Con lo cual, la broma hecha al enfermo se duplica en el cirujano. Broma que
parece estar presente en todo el cuadro, ya que la monja, tercer personaje
situado a la derecha de la escena, se apoya en una mesa en actitud pensativa
aguantando con la cabeza un tratado de medicina. Finalmente, la cuarta figura
humana, situada en el centro de la escena y vestida totalmente de negro,
permanece de pie no sólo siguiendo atentamente la operación del cirujano, sino
animando la acción con un gesto de la mano mientras la otra sostiene un
recipiente plateado, como esperando recoger en él la flor de la locura.
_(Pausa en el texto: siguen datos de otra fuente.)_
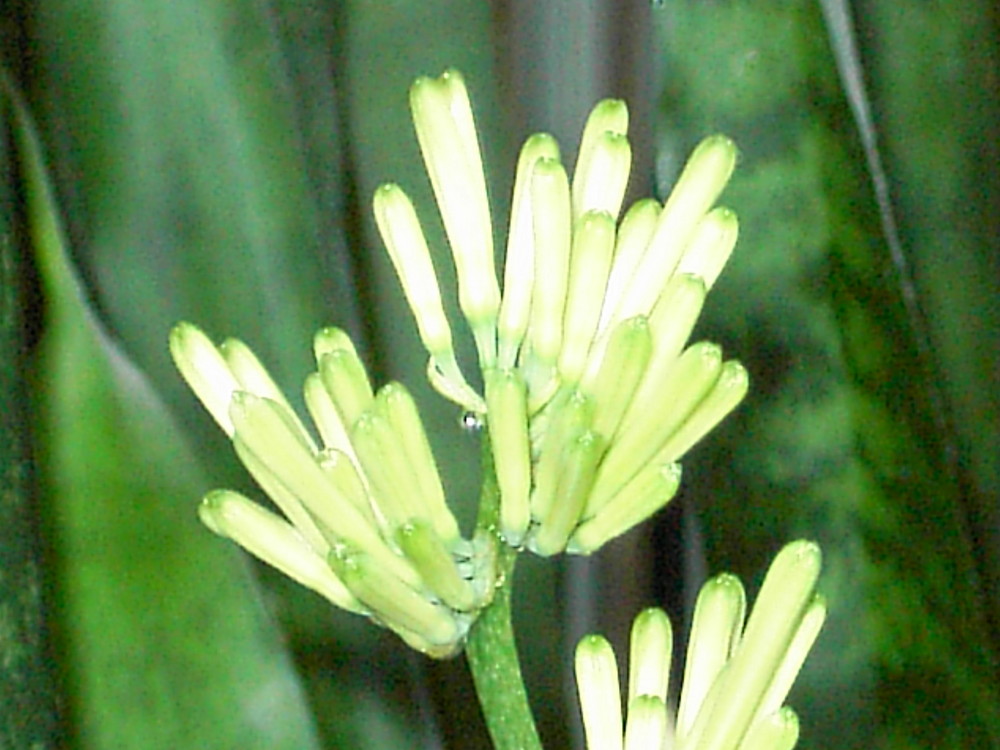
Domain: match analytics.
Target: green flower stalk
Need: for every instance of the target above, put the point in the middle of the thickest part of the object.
(736, 677)
(590, 396)
(363, 521)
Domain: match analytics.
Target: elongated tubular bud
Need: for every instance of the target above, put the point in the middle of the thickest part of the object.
(572, 417)
(391, 600)
(646, 725)
(552, 231)
(715, 632)
(634, 234)
(783, 600)
(670, 324)
(346, 381)
(519, 264)
(446, 131)
(615, 381)
(580, 459)
(600, 701)
(434, 562)
(710, 247)
(644, 436)
(650, 647)
(506, 399)
(590, 262)
(395, 401)
(392, 481)
(648, 492)
(276, 542)
(283, 466)
(701, 182)
(206, 372)
(404, 239)
(596, 178)
(343, 474)
(726, 394)
(601, 185)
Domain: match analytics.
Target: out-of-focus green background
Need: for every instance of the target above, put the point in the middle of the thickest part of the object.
(213, 161)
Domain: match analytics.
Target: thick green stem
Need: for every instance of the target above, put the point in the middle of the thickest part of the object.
(491, 650)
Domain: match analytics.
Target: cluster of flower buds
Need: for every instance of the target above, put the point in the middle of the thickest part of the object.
(365, 523)
(736, 678)
(590, 395)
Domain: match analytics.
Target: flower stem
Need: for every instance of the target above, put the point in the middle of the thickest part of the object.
(491, 651)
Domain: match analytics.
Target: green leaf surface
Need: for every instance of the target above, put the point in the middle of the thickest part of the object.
(840, 438)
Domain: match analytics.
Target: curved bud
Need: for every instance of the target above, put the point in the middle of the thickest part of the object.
(709, 249)
(506, 399)
(519, 264)
(650, 490)
(205, 370)
(404, 239)
(600, 179)
(705, 175)
(552, 232)
(650, 651)
(426, 551)
(590, 262)
(346, 381)
(579, 464)
(442, 116)
(597, 685)
(715, 633)
(646, 726)
(391, 601)
(274, 541)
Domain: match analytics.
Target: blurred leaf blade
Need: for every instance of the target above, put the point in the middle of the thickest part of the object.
(838, 438)
(165, 641)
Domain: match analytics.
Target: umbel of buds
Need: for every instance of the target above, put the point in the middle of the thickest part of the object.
(363, 515)
(590, 393)
(736, 676)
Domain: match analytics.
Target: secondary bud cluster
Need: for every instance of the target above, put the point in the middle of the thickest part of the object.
(364, 519)
(590, 394)
(736, 677)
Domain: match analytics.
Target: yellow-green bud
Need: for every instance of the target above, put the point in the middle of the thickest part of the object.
(519, 265)
(597, 686)
(274, 541)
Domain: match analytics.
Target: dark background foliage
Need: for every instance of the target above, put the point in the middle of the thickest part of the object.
(213, 161)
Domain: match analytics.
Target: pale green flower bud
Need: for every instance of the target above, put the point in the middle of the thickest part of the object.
(709, 249)
(701, 182)
(715, 632)
(276, 542)
(646, 726)
(446, 131)
(634, 234)
(613, 384)
(391, 600)
(647, 493)
(506, 399)
(205, 370)
(436, 566)
(519, 265)
(579, 463)
(650, 651)
(404, 239)
(590, 262)
(346, 381)
(597, 686)
(395, 402)
(599, 182)
(551, 223)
Lo interesante de la pintura es la aparente seriedad de la
operación quirúrgica y de las cuatro personas de la escena, cuando en realidad
es la burla, el engaño de que es objeto el paciente bobalicón creyendo que le
va a ser extraída del cerebrola piedra de la locura. El tulipán que le extrae
el médico, la bolsa de dinero atravesada por un puñal, el recipiente, el
embudo, el libro y otros detalles conforman toda una alegoría de la estulticia
de la época y de su explotación por quienes constituyen los estamentos
superiores, representados por el estado y la iglesia. A ellos habría que añadir
la horca y la rueda de tortura, semiocultas en los términos más lejanos del
cuadro, símbolos del castigo al que eran sometidos los charlatanes de 1500
considerados como brujos y herejes por las supersticiones populares.